This photo shows Cotton the way I am choosing to remember him. It was taken when he was about 4 years old and had just been rescued from a puppy mill breeder and was, excuse the expression, sick as a dog when he arrived. He almost died from malnutrition and heart worm. Carol Fama and her staff at The Doberman Rescue of the Triad in North Carolina were the angels who nurtured him back to health. On a beautiful fall day in 2009, we adopted Cotton and took him to his forever home with us.
I’m writing this now as a way to heal my grieving heart after losing him on August 31, 2019. He was my Boo Bear for nearly 10 years. He was getting slow and grumpy in his old age. He could no longer manage to climb stairs, had a finicky tummy, and I think his eyesight was failing as well. We had just moved to Arizona, into a single story house and he seemed to really enjoy his new home and the fact that he had 24/7 access to the rest of us (and didn’t need to sleep downstairs by himself any more). He seemed to like the heat - probably felt good on his old bones.

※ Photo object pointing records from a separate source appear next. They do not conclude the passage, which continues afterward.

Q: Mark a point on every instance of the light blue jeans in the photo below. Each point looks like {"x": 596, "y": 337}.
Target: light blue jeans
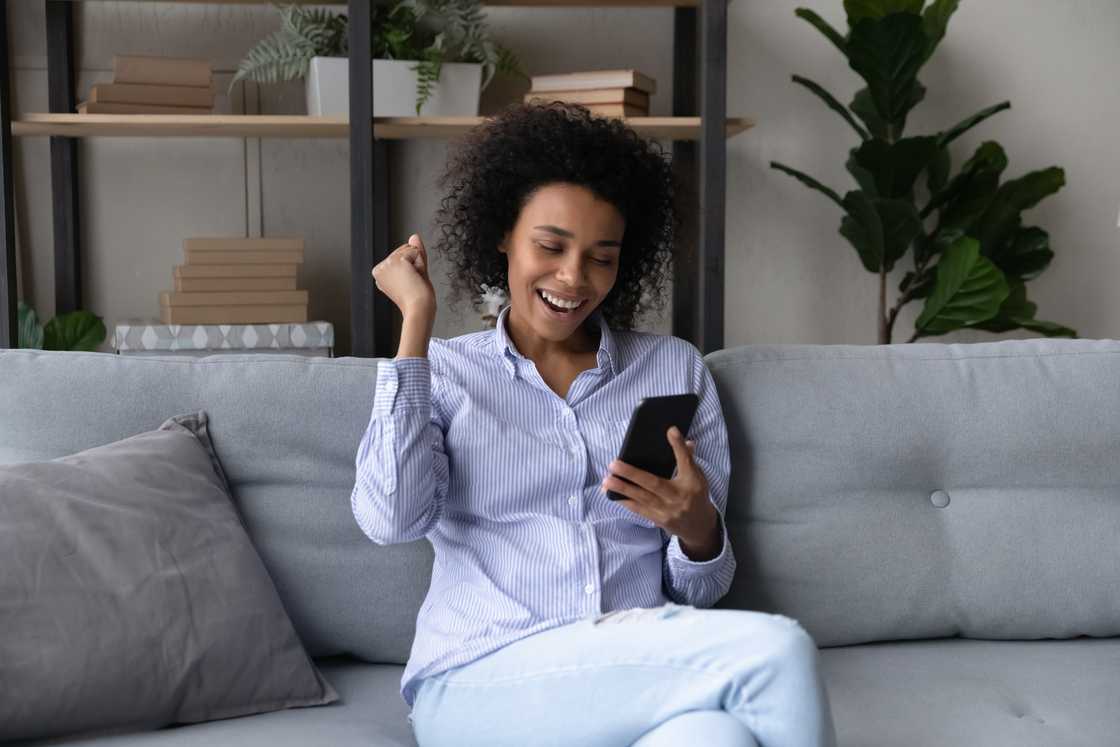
{"x": 643, "y": 678}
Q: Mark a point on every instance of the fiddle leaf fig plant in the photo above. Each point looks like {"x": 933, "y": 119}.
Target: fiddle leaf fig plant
{"x": 971, "y": 252}
{"x": 75, "y": 330}
{"x": 429, "y": 31}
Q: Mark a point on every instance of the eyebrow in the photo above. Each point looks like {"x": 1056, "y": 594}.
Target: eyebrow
{"x": 569, "y": 234}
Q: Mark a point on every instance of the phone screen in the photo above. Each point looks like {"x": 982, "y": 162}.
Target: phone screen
{"x": 646, "y": 444}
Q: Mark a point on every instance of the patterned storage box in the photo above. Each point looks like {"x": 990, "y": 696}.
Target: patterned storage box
{"x": 141, "y": 337}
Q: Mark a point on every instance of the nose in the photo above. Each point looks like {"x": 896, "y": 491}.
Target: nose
{"x": 571, "y": 271}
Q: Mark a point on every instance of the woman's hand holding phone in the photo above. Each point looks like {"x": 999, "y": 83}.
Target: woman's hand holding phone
{"x": 679, "y": 505}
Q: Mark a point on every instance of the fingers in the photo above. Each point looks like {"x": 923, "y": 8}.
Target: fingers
{"x": 643, "y": 478}
{"x": 682, "y": 453}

We knew that he wouldn’t be with us for much longer, but he still loved life, food, his companion Floxie, his toys (when Floxie would let him play with them), and US. He loved me. He grounded me. He opened my heart.

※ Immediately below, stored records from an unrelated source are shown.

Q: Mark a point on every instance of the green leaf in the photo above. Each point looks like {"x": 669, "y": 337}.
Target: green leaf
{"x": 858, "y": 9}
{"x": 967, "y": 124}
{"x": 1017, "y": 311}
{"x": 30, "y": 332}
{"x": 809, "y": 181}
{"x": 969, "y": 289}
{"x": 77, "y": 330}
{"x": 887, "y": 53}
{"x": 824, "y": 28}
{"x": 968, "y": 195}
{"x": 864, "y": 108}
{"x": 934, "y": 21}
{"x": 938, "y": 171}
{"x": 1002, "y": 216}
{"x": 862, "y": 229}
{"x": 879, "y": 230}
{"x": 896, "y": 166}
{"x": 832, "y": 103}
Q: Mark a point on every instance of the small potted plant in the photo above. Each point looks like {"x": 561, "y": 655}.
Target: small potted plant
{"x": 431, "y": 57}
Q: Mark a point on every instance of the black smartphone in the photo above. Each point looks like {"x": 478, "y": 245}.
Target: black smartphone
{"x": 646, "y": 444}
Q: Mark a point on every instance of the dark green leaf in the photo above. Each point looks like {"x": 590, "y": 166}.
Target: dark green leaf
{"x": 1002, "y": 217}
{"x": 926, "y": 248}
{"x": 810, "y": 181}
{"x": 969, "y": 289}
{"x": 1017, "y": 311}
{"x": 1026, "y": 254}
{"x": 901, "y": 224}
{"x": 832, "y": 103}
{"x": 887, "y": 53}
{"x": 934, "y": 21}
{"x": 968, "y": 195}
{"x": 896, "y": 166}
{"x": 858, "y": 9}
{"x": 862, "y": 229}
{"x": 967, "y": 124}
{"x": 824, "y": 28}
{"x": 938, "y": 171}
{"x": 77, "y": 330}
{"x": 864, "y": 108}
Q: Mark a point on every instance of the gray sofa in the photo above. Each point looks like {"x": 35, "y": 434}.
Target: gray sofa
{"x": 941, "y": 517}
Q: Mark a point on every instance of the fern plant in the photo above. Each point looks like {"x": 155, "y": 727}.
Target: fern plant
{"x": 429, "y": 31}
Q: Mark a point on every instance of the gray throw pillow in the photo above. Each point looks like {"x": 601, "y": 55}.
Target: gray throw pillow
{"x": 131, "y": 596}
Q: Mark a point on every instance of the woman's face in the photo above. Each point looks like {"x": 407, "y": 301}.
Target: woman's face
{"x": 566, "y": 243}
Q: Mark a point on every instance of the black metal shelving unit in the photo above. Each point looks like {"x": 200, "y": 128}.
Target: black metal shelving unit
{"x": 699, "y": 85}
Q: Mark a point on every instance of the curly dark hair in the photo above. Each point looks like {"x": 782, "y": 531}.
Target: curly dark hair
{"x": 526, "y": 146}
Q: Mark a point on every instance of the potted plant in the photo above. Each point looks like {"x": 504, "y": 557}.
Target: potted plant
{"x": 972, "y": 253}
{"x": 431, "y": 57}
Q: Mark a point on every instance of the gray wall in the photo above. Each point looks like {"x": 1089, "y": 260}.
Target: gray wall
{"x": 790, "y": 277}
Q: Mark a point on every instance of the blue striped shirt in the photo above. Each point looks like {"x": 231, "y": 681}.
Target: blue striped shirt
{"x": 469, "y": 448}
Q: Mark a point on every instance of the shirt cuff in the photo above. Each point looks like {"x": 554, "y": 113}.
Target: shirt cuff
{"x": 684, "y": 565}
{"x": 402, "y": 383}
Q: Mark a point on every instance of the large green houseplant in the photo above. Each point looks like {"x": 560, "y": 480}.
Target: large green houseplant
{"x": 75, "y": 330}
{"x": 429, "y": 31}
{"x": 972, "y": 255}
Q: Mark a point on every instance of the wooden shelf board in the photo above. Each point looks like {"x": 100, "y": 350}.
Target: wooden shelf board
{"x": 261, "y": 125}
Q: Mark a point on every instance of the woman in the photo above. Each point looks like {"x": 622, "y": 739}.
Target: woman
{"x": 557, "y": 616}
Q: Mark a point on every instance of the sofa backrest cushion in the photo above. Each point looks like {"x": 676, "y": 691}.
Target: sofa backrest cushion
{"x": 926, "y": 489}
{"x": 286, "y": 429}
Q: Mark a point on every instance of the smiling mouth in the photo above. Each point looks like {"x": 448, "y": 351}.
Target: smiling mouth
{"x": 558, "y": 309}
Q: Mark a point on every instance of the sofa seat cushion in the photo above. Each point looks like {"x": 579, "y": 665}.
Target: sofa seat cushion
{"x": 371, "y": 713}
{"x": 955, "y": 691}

My favorite times with him were the simple rituals - our morning snuggle when I’d get on the floor with him and sweet talk to him, watching his toes curl with pleasure at the sound of my cooing. He’d put his head in my lap and look up at me with pure love. I miss that the most. Petting his big head, hugging his furry shoulders, scratching his ears.

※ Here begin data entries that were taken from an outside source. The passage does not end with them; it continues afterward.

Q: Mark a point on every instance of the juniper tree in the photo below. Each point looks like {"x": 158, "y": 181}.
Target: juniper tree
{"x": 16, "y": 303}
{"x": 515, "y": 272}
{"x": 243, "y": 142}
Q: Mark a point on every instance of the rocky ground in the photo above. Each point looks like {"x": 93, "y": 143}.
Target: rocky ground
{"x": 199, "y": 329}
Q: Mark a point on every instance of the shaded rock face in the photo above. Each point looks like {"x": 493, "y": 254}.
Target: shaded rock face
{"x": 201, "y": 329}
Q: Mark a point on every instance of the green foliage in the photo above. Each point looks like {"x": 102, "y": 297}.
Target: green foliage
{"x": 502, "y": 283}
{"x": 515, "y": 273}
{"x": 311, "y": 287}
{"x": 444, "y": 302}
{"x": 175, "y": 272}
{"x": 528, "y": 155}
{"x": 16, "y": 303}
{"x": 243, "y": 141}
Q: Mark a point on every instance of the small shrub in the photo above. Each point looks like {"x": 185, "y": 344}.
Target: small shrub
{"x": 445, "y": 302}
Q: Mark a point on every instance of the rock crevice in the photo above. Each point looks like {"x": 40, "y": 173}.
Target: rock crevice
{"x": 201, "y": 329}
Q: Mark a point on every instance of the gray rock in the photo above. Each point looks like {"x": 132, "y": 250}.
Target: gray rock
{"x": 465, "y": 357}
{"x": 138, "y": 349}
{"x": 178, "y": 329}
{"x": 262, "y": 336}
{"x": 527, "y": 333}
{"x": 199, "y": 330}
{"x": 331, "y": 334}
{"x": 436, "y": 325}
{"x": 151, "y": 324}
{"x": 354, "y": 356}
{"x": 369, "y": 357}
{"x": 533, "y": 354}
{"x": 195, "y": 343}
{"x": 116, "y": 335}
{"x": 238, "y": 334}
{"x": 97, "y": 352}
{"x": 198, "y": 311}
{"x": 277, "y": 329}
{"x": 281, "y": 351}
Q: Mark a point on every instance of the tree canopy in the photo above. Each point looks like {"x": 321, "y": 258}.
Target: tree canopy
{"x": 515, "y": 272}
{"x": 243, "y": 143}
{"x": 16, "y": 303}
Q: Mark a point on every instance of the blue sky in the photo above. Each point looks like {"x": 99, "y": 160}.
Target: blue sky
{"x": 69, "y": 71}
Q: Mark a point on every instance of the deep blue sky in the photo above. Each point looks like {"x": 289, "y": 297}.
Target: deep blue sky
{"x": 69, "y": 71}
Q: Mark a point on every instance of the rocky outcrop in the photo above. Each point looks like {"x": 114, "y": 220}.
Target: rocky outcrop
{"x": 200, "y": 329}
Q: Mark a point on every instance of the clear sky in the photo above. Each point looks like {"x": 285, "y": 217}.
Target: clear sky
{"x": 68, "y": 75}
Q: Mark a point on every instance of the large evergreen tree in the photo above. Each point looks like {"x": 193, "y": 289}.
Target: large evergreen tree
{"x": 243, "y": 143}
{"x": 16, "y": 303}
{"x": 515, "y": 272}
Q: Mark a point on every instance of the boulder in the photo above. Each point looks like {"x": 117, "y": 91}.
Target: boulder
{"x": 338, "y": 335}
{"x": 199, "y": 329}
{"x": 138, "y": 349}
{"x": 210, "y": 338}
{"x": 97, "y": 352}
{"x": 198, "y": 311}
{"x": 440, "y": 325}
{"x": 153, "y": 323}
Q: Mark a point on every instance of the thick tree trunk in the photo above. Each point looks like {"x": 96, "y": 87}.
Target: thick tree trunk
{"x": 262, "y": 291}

My not-so-favorite times with him were when the delivery people came to the door and he’d get totally whipped up into a fury at the intruders. There were times I tried to intervene and he bit me. No kidding. Not fun. I also don’t miss cleaning up after his accidents in the house.
Just a few days ago, Cotton got into the oleander bushes in our back yard. Oleander is toxic when eaten by dogs. In fact, common oleander (Cerium oleander), which is a popular landscaping plant in warm climate areas of the United States, is severely toxic to dogs, cats, and horses. Oleander contains compounds that act as cardiac glycosides. These are toxins that affect a dog's heart by interrupting the electrolyte balance there. The result is life-threatening heart rhythm disturbances. All parts of the oleander plant, including flowers, leaves, fruit, stems, and roots, contain cardiac glycosides and are poisonous if ingested by a dog.
I don’t know when he actually ate the leaves, but he came back inside, vomited everything up including his breakfast. Within hours, we’d managed to get him to the veterinary hospital to be told the shocking news that there was little to nothing that could be done for him. His sweet heart was failing him. How devastating it was to make the decision to ease his suffering and say goodbye to him as he lay on the cold metal bed. Tom and I held his head, stroked his fur, and said our thanks and our good byes as our own hearts were breaking for him.
Grief is a the normal reaction to loss. There was also a trauma associated with a loss this sudden. I had fully expected the vet to say “We’ll need to keep him for a few days, but he’ll be fine.” Not so. It was his time to go. I know that, in time, I will accept this. I’m not quite there yet.
In my work, I support people who are grieving the loss of a love in their lives. Well, it’s my turn to support myself right now. I’m writing this post, not really to educate, but to heal my hurting heart. I miss him so much. So, what do I do when I need the loving support that I give to others at their time of grief? I cry, write in my journal, talk to my family, friends, and my coach (which I did this morning), and read my books. This quote from a wonderful book The Grief Recovery Handbook for Pet Loss by Russell Friedman, Cole James, and John W. James, was very helpful to me and normalized what I’d been experiencing.
“Regardless of age, expected life span, or cause of death, you will have an emotional reaction to the death of your pet. Anything else would not be normal. But one of the more typical reactions is a sense of numbness, especially in the first few days or weeks after the death. It’s as if our brain shuts us down like a circuit breaker so we don’t feel the enormity of the pain. In a sense, the numbness represents an overwhelming amount of feeling rather than being an indication of no feelings…so this is another reminder not to compare your feelings – or lack of them – to anyone else’s.”
I wrote a piece awhile back that I just opened and read to a friend. It’s 9 Tips for Grief Recovery – From My Dog. Good, solid advice, from my Boo Bear who is trying to comfort me from wherever it is that he went to after his soul left his body.
My heart goes out to you who are grieving the loss of a beloved pet. We’re all part of the human family that experiences loss and I hope you will extend yours to me in my time of sorrow. And, I’m going to let Love love me through this.